As to the complaint that whereas Mr Cooper had cross-examined the applicant, the applicant was refused the opportunity to cross-examine Ms Sullivan, if that is what had happened that would have been unfair. There is, however, no suggestion in Judge Wade’s judgment that Mr Cooper cross-examined the applicant or that the applicant made any application to cross-examine Ms Sullivan; and the plain inference from paragraph 6 of ‘The Evidence’ section of Judge Wade’s reasons is that there was no oral evidence. Moreover, it is plain that Judge Clark also understood that there was no oral evidence before Judge Wade (see paragraph 6 of his judgment, quoted above).

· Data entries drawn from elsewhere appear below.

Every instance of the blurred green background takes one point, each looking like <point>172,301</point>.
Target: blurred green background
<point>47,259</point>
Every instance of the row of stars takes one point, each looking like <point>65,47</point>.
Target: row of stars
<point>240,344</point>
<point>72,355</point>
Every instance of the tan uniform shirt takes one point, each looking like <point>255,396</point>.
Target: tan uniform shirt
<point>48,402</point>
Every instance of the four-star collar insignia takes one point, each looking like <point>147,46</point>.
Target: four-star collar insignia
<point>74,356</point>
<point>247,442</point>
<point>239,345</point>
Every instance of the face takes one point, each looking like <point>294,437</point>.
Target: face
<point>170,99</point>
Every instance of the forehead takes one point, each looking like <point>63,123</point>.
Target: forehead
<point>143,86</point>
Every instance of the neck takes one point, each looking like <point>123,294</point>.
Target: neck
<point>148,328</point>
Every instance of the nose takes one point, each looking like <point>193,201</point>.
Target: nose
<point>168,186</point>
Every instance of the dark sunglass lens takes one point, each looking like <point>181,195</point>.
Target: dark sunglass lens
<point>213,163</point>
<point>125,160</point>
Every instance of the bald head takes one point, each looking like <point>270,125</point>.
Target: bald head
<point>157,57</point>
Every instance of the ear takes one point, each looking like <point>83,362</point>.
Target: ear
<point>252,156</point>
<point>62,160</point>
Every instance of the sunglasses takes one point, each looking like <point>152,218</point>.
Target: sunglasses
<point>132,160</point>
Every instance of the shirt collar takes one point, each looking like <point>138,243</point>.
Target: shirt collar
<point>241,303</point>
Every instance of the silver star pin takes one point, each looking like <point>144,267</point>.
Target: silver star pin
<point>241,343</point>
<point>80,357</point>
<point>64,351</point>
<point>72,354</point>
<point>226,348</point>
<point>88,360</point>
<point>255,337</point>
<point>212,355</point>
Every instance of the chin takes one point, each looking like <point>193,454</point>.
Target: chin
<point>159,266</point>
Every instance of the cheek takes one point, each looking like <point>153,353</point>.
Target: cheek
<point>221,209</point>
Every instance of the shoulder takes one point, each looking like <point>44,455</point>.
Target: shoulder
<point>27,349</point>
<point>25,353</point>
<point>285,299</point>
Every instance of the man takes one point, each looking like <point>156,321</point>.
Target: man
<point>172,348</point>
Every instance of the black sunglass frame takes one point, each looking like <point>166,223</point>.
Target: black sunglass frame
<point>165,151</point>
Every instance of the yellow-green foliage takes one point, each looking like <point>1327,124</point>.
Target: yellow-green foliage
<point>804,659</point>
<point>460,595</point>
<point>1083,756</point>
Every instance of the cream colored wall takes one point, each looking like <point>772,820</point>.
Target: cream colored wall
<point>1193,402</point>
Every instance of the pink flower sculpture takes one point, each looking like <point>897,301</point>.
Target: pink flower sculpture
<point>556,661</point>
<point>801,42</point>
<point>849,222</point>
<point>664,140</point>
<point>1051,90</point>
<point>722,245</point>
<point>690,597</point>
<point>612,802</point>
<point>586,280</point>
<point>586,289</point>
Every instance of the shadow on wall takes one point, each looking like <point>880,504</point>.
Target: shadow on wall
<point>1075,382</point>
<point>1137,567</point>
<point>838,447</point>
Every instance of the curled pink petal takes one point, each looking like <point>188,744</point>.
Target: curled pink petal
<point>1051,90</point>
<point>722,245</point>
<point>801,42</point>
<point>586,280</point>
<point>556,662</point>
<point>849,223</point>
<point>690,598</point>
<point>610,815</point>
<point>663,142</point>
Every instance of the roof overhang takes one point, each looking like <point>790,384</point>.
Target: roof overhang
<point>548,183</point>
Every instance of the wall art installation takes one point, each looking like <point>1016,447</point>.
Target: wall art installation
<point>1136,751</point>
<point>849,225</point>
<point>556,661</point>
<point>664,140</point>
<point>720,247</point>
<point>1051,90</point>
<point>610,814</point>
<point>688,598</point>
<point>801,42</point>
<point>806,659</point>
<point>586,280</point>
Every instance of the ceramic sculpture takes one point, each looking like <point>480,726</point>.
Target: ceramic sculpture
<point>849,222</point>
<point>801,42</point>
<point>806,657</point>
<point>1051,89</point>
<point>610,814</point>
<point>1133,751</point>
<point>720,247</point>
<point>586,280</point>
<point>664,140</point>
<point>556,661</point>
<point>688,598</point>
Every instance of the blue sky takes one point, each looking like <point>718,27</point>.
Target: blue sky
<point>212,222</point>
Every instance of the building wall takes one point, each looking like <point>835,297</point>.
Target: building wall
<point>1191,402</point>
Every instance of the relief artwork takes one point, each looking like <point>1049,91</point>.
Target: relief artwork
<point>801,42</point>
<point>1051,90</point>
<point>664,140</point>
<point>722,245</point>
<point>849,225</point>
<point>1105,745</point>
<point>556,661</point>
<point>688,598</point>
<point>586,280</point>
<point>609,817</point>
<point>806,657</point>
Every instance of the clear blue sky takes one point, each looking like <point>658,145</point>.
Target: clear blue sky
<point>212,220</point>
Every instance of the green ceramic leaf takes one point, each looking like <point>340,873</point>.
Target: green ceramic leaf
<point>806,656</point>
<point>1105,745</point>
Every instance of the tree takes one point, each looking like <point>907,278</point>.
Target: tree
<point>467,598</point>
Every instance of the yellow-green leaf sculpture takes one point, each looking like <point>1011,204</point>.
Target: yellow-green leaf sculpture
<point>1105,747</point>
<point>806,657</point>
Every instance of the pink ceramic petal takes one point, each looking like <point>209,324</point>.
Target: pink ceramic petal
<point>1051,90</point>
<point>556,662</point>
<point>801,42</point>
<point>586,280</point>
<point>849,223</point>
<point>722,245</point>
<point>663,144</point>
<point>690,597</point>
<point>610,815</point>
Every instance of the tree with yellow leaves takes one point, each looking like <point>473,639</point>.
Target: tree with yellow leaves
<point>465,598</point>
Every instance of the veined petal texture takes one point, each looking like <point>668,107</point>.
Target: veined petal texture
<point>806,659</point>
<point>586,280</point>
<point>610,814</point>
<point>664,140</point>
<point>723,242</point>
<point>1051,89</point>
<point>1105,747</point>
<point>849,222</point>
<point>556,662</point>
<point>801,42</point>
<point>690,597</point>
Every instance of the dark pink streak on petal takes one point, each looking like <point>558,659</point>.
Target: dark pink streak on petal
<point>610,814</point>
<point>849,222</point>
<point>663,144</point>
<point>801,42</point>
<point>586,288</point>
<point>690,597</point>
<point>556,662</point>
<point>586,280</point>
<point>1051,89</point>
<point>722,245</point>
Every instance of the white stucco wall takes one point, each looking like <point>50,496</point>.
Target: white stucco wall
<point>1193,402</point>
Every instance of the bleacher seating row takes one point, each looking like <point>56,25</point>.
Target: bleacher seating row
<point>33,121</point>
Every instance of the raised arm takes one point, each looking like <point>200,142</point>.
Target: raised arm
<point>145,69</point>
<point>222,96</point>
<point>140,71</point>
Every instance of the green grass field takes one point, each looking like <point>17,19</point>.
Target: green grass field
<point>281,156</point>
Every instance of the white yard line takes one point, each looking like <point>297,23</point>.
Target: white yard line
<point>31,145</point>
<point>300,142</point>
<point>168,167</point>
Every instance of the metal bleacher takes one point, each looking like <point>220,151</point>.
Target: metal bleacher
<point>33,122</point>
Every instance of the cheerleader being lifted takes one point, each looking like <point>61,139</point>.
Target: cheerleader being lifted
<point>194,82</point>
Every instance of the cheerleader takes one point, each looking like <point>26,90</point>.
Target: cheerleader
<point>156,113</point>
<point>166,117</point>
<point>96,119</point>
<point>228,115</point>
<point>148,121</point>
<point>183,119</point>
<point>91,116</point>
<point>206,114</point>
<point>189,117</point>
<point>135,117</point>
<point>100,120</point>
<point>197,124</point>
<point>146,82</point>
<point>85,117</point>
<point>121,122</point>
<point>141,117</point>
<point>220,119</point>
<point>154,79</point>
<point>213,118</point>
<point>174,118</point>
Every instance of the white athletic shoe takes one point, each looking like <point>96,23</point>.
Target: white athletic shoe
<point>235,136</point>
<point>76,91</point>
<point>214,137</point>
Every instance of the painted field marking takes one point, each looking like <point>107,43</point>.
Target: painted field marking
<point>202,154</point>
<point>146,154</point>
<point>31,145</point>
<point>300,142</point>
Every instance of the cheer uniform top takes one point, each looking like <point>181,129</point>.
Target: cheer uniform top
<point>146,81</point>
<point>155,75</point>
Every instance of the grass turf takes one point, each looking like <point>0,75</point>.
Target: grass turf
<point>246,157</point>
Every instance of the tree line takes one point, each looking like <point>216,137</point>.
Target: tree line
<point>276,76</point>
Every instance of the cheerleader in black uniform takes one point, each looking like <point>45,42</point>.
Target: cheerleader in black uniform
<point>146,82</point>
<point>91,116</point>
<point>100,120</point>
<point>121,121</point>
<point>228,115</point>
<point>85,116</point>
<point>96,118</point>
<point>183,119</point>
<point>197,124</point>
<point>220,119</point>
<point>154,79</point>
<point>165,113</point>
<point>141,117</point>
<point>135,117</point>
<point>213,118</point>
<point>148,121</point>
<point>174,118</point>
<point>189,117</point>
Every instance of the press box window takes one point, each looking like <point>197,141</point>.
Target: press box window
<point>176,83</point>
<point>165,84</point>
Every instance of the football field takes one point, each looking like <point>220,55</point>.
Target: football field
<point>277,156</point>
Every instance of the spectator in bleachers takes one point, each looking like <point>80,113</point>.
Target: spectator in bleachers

In the applicant’s grounds of appeal to the EAT, he asserted in paragraph 16 that ‘the ET refused to allow my witness Ms Sullivan to testify’. Ms Sullivan was not, on the face of it, the applicant’s witness, and it may perhaps be that what he was there complaining about was that he was not allowed to cross-examine Ms Sullivan. He continued that ‘This refusal was made on the grounds that I proposed her as a witness late’. Whatever the applicant means by this, it again finds no mention in either Judge Wade’s reasons or Judge Clark’s reasons. I am not prepared to accept that any relevant question of cross-examination, which finds no mention in either judgment below, arose at either hearing below. If the applicant had made any point about this in his argument to either tribunal, it is incredible that neither judge referred to it. I am, therefore, not prepared to accept that there is any arguable point in this respect that went to the fairness of the hearing before Judge Wade. In any event, the question for Judge Wade was whether the applicant’s own evidence, untested by cross-examination, made a prima facie case of discrimination sufficient to cast a burden of disproof upon the CSP and so justify allowing the claim to go forward to a full hearing. To make such a case required the applicant’s evidence to cross a low threshold, yet Judge Wade’s was assessment that it wholly failed to do so.
In my judgment, in agreement with Lewison LJ, the applicant has no arguable point that has any real prospect of success on appeal. I therefore refuse permission to the applicant to appeal.